The regulator raked in close to $4.2 billion in civil penalties, nearly three times the $1.46 billion collected the previous fiscal year. However, disgorgement totals were down for the third straight year to about $2.24 billion, from nearly $2.40 billion in fiscal 2021 and $3.59 billion the year before that. In June 2020, the Supreme Court vacated a $26.4 million disgorgement fine levied by the SEC and limited the scope of what the regulator can demand via disgorgement. But the regulator has more than made up for that with increased penalties.
The SEC said it filed 760 enforcement actions in fiscal year 2022, up from 697 the previous year. Among the enforcement actions, 462 were new or stand-alone enforcement actions, up from 434 in fiscal 2021; 169 were follow-on administrative proceedings seeking to bar or suspend individuals from certain functions in the securities markets, up from 143 the previous year; and 129 actions were against issuers allegedly delinquent in making required SEC filings, up from 120 last year.
To deter future misconduct and enhance public accountability, the SEC said it recalibrated penalties for certain violations, included prophylactic remedies. It said, for example, that the more than $1.2 billion paid in penalties for recordkeeping violations alone “made clear that the fines were not just a cost of doing business.”
Among the higher profile cases for the regulator during the fiscal year, it ordered financial services firm Allianz to pay more than $1 billion in penalties, disgorgement and prejudgment interest over an alleged fraud that hid the huge risks of a complex options trading strategy. The SEC imposed a $200 million penalty against Barclays for an illegal over-issuance of securities. The $100 million penalty it imposed on Ernst & Young over admitted cheating by their audit professionals was the largest ever against an audit firm.

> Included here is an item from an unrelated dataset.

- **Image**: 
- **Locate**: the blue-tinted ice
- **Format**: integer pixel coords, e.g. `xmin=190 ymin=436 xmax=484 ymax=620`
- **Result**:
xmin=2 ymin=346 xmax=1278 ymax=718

Fiscal year 2022 also saw the second highest total of SEC whistleblower awards in both the number of whistleblowers awarded and the total dollar amount. The regulator issued approximately $229 million in 103 awards. The Whistleblower Program also received a record of more than 12,300 tips alleging wrongdoing during the fiscal year.
The SEC said it remains focused on enforcement in the crypto asset securities market. Earlier this year, the regulator said it would nearly double the size of its Crypto Assets and Cyber Unit by adding 20 positions to the team.
It also said its attention is focused on environmental, social and governance issues with respect to public companies and investment products and strategies. For example, it charged BNY Mellon Investment Management for making materially misleading statements and omitting information about its consideration of ESG principles in investment decision-making for certain mutual funds.
However, despite the record number of penalties taken in by the SEC, the regulator said its desire is not to take in more money, but for companies and investors to stop breaking the law.
“We don’t expect to break these records and set new ones each year, because we expect behaviors to change,” Gurbir Grewal, the director of the SEC’s Division of Enforcement, said in a statement. “We expect compliance.”